TRK inhibitors have been developed to target the fusion proteins and, given the spread of NTRK fusions across different types of cancers, they offer the most substantial promise as the next tumor agnostic cancer therapy – to treat patients based on the shared presence of a molecular aberration, irrespective of the type of cancer.16
The ongoing SCOUT trial is evaluating larotrectinib (LOXO-101) in pediatric patients. Among 24 patients (17 with NTRK fusions and 7 without) with infantile fibrosarcoma (47%), soft tissue sarcoma (41%) or papillary thyroid cancer (12%), the ORR was 93%, including complete response (CR) in 13% of patients.17
Preliminary results from an ongoing phase 1/2 study of entrectinib in pediatric patients with extracranial solid tumors were also recently presented at the annual meeting of the American Society for Clinical Oncology (ASCO). Among 15 evaluable patients enrolled to date, 3 have NTRK fusions and all experienced an objective response, with 1 (a patient with IMT) ongoing at 10 months.18
CAR T cells transformative in ALL
A variety of different types of immunotherapy have been tested in patients with pediatric cancers. In general, immunotherapy has proved less effective than in adult cancers, possibly because of the lower tumor mutation burden in pediatric cancers, which means there are likely fewer cancer antigens to provoke an anti-tumor immune response.
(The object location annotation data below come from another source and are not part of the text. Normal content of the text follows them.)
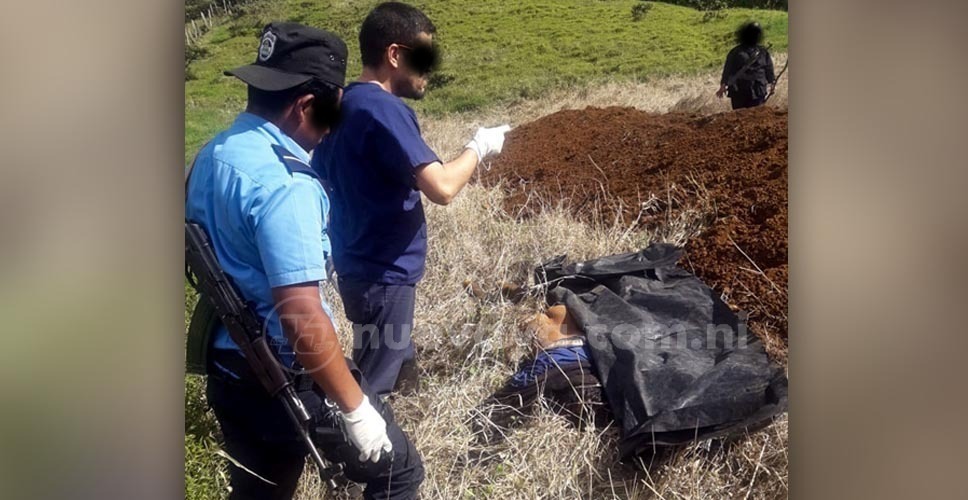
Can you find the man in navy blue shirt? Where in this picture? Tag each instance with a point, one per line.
(376, 165)
(253, 193)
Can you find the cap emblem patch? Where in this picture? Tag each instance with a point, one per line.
(267, 45)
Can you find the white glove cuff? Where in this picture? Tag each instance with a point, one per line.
(476, 148)
(358, 414)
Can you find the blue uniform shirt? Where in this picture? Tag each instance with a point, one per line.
(266, 224)
(369, 160)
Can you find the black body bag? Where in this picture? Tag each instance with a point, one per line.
(675, 362)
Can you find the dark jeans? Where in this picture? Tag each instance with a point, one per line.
(259, 435)
(740, 102)
(382, 317)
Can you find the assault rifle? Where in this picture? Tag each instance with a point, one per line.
(247, 331)
(777, 80)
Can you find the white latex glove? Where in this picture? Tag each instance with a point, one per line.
(367, 431)
(488, 141)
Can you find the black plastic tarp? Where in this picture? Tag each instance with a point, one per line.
(676, 363)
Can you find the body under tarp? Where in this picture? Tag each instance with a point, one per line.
(676, 364)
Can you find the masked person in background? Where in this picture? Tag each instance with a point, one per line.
(376, 164)
(748, 69)
(253, 192)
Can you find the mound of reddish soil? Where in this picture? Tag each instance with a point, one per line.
(612, 160)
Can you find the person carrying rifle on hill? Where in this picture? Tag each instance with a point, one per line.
(377, 165)
(263, 210)
(748, 69)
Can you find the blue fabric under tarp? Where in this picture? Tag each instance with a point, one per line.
(550, 359)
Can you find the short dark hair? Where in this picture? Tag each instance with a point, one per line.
(749, 34)
(325, 105)
(389, 23)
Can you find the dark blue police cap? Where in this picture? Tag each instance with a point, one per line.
(291, 54)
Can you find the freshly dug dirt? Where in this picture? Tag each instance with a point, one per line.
(648, 168)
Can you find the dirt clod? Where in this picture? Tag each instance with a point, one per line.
(646, 168)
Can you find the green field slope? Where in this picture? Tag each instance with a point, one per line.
(495, 51)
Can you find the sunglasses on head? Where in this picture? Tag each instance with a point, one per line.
(422, 59)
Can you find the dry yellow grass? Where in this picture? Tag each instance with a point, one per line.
(468, 346)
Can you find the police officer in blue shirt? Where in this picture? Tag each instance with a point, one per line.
(377, 165)
(253, 192)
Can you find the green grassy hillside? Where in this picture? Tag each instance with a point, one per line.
(495, 51)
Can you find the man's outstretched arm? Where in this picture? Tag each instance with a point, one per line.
(442, 181)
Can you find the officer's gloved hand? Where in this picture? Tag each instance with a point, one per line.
(367, 430)
(488, 141)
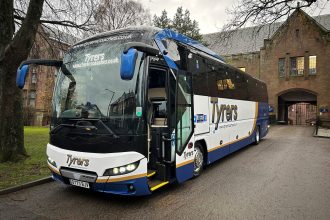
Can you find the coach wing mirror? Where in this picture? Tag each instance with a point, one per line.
(23, 69)
(128, 60)
(129, 56)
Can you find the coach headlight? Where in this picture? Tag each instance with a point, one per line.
(121, 170)
(51, 161)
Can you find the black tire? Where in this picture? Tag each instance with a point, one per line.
(257, 136)
(199, 159)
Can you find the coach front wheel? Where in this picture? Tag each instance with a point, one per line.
(198, 160)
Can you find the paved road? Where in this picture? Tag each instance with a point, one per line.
(286, 176)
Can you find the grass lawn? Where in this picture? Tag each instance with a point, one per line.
(34, 167)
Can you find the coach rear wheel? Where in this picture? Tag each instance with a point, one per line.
(198, 160)
(257, 136)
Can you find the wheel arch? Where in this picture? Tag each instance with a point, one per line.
(202, 142)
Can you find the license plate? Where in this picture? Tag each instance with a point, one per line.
(79, 183)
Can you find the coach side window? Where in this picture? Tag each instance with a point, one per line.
(216, 79)
(198, 67)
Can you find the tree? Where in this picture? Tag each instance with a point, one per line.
(114, 14)
(181, 22)
(262, 12)
(19, 22)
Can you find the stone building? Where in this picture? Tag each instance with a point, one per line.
(291, 57)
(38, 89)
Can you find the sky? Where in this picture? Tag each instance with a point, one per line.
(210, 14)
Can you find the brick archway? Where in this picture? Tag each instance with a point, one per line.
(297, 106)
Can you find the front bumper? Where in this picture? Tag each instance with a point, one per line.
(134, 183)
(132, 187)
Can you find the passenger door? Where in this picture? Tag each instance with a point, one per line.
(184, 127)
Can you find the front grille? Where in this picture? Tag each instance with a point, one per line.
(82, 175)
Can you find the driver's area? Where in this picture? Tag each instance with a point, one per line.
(159, 147)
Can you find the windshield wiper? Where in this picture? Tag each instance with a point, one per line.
(58, 127)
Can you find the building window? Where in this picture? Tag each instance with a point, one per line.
(297, 66)
(34, 77)
(281, 67)
(242, 68)
(312, 65)
(32, 98)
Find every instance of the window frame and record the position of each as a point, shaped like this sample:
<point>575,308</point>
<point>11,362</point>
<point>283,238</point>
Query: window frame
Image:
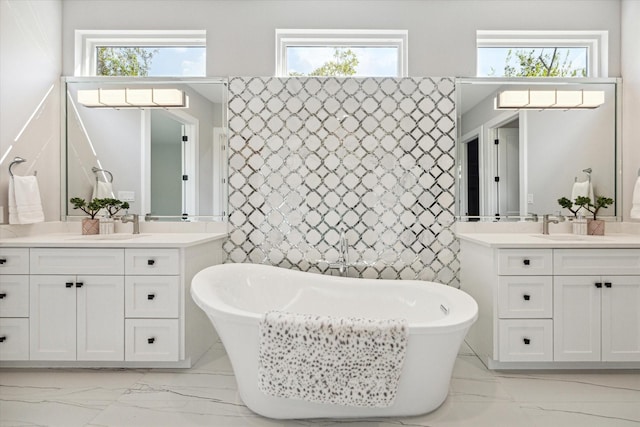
<point>286,38</point>
<point>596,43</point>
<point>86,42</point>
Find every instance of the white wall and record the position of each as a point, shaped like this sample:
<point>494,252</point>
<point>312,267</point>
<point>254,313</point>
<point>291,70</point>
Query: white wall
<point>630,17</point>
<point>241,38</point>
<point>30,68</point>
<point>241,41</point>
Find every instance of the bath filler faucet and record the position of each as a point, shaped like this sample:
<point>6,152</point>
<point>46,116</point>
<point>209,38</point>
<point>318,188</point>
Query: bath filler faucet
<point>342,265</point>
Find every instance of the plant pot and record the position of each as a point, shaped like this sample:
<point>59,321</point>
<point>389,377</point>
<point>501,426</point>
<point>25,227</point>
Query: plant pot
<point>595,227</point>
<point>90,226</point>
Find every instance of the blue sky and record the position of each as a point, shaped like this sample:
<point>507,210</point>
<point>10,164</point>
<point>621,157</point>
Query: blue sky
<point>179,61</point>
<point>373,61</point>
There are notable exceptions among the disappointments, however, and most exciting is the development of chimeric antigen receptor (CAR) T cells. CAR T cells fall into a category of immunotherapy known as adoptive cell therapy (ACT), in which immune cells are harvested from a patient and grown outside the body to increase their numbers before being reinfused into the patient.
In the case of CAR T-cell therapy, the cells are genetically engineered to express a CAR that endows them with tumor-targeting capabilities. To date, the development of CAR T cells has focused on the use of the CD19 antigen as a target, which is highly expressed on a variety of B-cell malignancies, including several of the most common forms of pediatric cancer. ASCO shined the spotlight on CAR T-cell therapy this year, naming it the Advance of the Year for 2018, saying that the treatment is “poised to transform childhood ALL.”19
Two CD19-targeted CAR T-cell therapies – tisagenlecleucel and axicabtagene ciloleucel – were brought to market in 2017. Only tisagenlecleucel is approved in the pediatric ALL population, however, having been awarded approval for the treatment of patients aged up to 25 years whose disease is refractory to or relapsed after receiving at least 2 prior therapies. In the pivotal trial, complete responses were observed in more than 60% of patients.20 Clinical trials of both CAR T-cell therapies in pediatric ALL and non-Hodgkin lymphoma are ongoing (Table 3).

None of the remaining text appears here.